The memory of her first awakening — the sensation of being burned from inside by something she couldn’t name or escape — was still there. Here, it seemed smaller.
“Because your practice time is still short, the pain of the second awakening won’t necessarily pass completely.” Wendy sat at the edge of the bed and stroked Paper’s hair with slow, steady strokes. “But listen: don’t think about giving up. Don’t lose your sense of yourself.”
Paper nodded.
She didn’t trust herself to speak. The moment she opened her mouth, she thought she might cry loudly, and she would not do that — not here, not in front of everyone. In the slums, crying was the final flag of surrender. It was what you did when you had stopped.
She was not stopping.
She closed her eyes and waited.
When she opened them, the window held a sea of white.

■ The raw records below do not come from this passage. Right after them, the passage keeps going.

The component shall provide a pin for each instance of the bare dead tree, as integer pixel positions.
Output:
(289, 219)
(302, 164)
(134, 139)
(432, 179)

The awakening had been gentler than expected. All the preparations the witches had organized — the remedies, the precautions — turned out to be unnecessary. She lay still for a moment and took stock of herself. Her magic power capacity felt larger, the way a room feels larger once you have moved furniture and can see the actual walls. Small changes registered throughout her body: her eyes could pick out details farther away, and her arms and legs felt solid in a way they hadn’t before.
She washed her face and was still drying her hands when Wendy knocked.
“Coming.” Paper opened the door and took Wendy’s hand.
This time Wendy did not lead her down to the hall and the long breakfast table. Instead they climbed to the third floor, to the Lord’s office.
The grey-haired man looked up from behind his desk. He smiled at her — the kind of unhurried smile that meant he had been expecting her — and held out a piece of parchment.
“From today, you are officially a member of the Witch Union.”